Search code examples
neo4jcyphergraph-databasessubgraph

Neo4j Cypher: Match and Delete the subgraph based on value of node property


Suppose I have 3 subgraphs in Neo4j and I would like to select and delete the whole subgraph if all the nodes in the subgraph matching the filtering criteria that is each node's property value <= 1. However if there is atleast one node within the subgraph that is not matching the criteria then the subgraph will not be deleted.

In this case the left subgraph will be deleted but the right subgraph and the middle one will stay. The right one will not be deleted even though it has some nodes with value 1 because there are also nodes with values greater than 1.

userids and values are the node properties.

enter image description here

I will be thankful if anyone can suggest me the cypher query that can be used to do that. Please note that the query will be on the whole graph, that is on all three subgraphs or more if there are anymore.


Solution

  • Thanks for the clarification, that's a tricky requirement, and it's not immediately clear to me what the best approach is that will scale well with large graphs, as most possibilities seem to be expensive full graph operations. We'll likely need to use a few steps to set up the graph for easier querying later. I'm also assuming you mean "disconnected subgraphs", otherwise this answer won't work.

    One start might be to label nodes as :Alive or :Dead based upon the property value.
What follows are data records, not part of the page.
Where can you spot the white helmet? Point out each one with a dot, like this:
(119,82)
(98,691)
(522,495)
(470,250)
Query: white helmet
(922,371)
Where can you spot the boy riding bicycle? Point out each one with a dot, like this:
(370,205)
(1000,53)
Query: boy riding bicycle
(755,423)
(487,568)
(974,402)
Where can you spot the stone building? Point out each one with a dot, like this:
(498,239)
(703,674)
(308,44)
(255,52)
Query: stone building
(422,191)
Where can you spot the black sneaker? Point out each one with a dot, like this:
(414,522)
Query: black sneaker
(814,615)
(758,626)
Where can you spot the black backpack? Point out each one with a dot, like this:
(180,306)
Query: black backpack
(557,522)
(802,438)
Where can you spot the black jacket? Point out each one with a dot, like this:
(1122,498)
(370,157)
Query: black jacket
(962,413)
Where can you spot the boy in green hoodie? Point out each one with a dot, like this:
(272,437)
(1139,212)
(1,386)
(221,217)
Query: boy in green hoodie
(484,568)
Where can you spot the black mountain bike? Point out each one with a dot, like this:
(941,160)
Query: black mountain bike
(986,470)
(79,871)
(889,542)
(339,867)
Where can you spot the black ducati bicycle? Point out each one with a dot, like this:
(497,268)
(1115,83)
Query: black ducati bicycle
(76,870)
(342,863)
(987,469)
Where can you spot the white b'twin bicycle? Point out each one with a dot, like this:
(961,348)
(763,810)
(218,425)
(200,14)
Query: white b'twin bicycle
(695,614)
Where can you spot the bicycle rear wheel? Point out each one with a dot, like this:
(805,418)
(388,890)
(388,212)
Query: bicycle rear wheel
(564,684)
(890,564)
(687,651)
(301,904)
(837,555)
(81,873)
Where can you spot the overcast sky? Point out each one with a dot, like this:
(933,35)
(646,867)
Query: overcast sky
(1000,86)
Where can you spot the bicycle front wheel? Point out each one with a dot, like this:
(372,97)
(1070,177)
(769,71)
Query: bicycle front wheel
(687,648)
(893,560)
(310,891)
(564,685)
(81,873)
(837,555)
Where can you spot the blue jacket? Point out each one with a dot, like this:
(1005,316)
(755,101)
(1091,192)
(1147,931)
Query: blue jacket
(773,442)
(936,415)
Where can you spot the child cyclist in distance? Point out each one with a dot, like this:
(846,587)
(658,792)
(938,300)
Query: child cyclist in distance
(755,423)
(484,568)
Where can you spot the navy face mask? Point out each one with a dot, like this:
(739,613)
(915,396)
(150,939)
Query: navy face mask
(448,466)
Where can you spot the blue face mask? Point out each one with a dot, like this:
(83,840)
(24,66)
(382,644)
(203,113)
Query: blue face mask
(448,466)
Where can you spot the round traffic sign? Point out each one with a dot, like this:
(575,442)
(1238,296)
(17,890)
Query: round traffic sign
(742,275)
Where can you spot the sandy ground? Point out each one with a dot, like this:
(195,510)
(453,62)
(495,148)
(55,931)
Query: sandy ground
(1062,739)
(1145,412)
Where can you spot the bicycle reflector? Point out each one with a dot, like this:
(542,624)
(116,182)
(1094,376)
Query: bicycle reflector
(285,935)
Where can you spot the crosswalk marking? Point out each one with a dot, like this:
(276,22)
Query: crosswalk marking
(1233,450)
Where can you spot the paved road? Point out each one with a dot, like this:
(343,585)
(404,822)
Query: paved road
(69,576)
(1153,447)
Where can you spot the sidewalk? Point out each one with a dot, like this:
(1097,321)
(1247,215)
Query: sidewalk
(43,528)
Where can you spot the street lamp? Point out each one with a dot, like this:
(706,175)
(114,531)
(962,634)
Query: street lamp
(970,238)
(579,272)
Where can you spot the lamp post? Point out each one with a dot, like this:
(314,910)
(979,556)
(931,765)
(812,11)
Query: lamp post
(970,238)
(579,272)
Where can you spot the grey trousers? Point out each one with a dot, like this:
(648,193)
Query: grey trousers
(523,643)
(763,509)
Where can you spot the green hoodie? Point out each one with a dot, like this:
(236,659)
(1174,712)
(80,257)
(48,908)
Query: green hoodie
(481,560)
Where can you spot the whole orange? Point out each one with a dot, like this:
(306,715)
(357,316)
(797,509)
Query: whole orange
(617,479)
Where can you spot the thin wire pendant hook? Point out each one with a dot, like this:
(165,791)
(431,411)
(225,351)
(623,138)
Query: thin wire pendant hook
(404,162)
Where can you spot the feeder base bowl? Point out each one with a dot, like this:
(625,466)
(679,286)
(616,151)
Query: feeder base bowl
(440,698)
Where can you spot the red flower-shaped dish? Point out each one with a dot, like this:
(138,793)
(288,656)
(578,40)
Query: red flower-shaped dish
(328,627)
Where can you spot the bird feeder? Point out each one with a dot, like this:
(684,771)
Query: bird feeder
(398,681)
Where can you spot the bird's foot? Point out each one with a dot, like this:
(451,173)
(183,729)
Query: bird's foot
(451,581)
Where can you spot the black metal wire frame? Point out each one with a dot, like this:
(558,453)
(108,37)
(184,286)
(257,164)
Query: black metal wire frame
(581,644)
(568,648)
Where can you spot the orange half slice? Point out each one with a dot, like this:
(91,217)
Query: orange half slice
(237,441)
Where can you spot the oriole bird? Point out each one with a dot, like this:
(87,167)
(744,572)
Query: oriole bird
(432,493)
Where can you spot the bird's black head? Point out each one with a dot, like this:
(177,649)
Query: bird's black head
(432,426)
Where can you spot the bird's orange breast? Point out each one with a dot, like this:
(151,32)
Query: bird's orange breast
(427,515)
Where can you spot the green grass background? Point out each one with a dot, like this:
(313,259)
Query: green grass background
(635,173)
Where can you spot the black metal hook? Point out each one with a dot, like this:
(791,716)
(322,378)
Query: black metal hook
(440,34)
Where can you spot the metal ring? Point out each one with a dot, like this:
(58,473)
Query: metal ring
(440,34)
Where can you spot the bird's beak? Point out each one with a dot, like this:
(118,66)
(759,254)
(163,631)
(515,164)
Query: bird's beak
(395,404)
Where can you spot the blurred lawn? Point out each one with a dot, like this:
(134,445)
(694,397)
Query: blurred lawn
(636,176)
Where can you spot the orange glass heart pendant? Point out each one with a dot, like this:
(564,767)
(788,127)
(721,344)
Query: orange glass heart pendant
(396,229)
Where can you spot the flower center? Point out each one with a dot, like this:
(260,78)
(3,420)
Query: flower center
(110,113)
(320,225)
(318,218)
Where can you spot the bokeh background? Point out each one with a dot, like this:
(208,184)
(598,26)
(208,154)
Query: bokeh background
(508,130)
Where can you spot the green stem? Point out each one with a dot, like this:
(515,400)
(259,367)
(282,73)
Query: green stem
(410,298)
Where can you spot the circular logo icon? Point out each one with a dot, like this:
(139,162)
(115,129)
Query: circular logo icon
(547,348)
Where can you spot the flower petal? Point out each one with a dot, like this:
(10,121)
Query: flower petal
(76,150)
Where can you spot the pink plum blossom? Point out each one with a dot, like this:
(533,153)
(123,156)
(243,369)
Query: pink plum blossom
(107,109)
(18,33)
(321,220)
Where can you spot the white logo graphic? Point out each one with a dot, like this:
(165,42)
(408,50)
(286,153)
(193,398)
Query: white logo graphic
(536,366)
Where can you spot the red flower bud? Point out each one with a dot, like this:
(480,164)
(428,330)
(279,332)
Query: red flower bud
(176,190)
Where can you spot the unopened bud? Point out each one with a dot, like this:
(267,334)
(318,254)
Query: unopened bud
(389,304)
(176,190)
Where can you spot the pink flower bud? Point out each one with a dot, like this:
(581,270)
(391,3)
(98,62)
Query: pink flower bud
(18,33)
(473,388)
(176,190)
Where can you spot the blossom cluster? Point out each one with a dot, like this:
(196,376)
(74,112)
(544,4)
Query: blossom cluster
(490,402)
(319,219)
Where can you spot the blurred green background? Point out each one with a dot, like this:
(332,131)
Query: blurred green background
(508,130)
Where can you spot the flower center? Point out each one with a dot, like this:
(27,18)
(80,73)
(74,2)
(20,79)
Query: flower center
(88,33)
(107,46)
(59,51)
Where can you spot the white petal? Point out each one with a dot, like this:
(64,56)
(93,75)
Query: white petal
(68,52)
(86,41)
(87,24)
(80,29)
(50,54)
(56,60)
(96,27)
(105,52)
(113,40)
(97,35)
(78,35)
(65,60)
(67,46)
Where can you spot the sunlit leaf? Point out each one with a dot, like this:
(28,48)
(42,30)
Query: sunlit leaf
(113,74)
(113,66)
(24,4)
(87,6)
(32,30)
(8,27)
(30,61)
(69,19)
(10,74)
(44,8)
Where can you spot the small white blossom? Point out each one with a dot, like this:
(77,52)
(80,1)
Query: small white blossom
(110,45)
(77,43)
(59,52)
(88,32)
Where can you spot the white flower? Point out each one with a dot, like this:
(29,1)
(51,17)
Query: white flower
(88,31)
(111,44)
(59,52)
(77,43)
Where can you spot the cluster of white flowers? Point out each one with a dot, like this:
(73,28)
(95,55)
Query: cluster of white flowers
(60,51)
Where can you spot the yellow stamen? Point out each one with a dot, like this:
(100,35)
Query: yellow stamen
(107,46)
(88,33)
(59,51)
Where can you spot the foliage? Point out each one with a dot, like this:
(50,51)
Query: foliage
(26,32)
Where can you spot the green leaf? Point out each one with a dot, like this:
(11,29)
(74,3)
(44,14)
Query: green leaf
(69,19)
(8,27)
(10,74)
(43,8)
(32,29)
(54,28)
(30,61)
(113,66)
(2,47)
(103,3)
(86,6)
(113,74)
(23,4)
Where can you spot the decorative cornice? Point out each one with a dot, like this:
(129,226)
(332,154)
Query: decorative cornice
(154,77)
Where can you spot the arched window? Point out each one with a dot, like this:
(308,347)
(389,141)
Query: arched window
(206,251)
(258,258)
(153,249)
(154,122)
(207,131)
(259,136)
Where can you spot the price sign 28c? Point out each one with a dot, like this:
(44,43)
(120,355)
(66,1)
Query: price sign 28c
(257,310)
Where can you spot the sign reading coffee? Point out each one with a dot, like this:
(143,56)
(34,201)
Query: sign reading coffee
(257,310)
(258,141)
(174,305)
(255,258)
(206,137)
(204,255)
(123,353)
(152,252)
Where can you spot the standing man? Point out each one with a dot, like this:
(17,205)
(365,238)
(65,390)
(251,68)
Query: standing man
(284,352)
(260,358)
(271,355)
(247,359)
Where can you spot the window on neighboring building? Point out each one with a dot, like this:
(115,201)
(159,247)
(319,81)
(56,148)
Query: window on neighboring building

It should help if all nodes are of the same label, and if there's an index on the value property for that label, as our match operations could take advantage of the index instead of having to do a full label scan and property comparison.

    MATCH (a:MyNode)
    WHERE a.value <= 1
    SET a:Dead
    

    And separately

    MATCH (a:MyNode)
    WHERE a.value > 1
    SET a:Alive
    

    Then your query to mark nodes to delete would be:

    MATCH (a:Dead)
    WHERE NOT (a)-[*]-(:Alive)
    SET a:ToDelete
    

    And if all looks good with the nodes you've marked for delete, you can run your delete operation, using apoc.periodic.commit() from APOC Procedures to batch the operation if necessary.

    MATCH (a:ToDelete)
    DETACH DELETE a
    

    If operations on disconnected subgraphs are going to be common, I highly encourage using a special node connected to each subgraph you create (such as a single :Cluster node at the head of the subgraph) so you can begin such operations on :Cluster nodes, which would greatly speed up these kind of queries, since your query operations would be executed per cluster, instead of per :Dead node.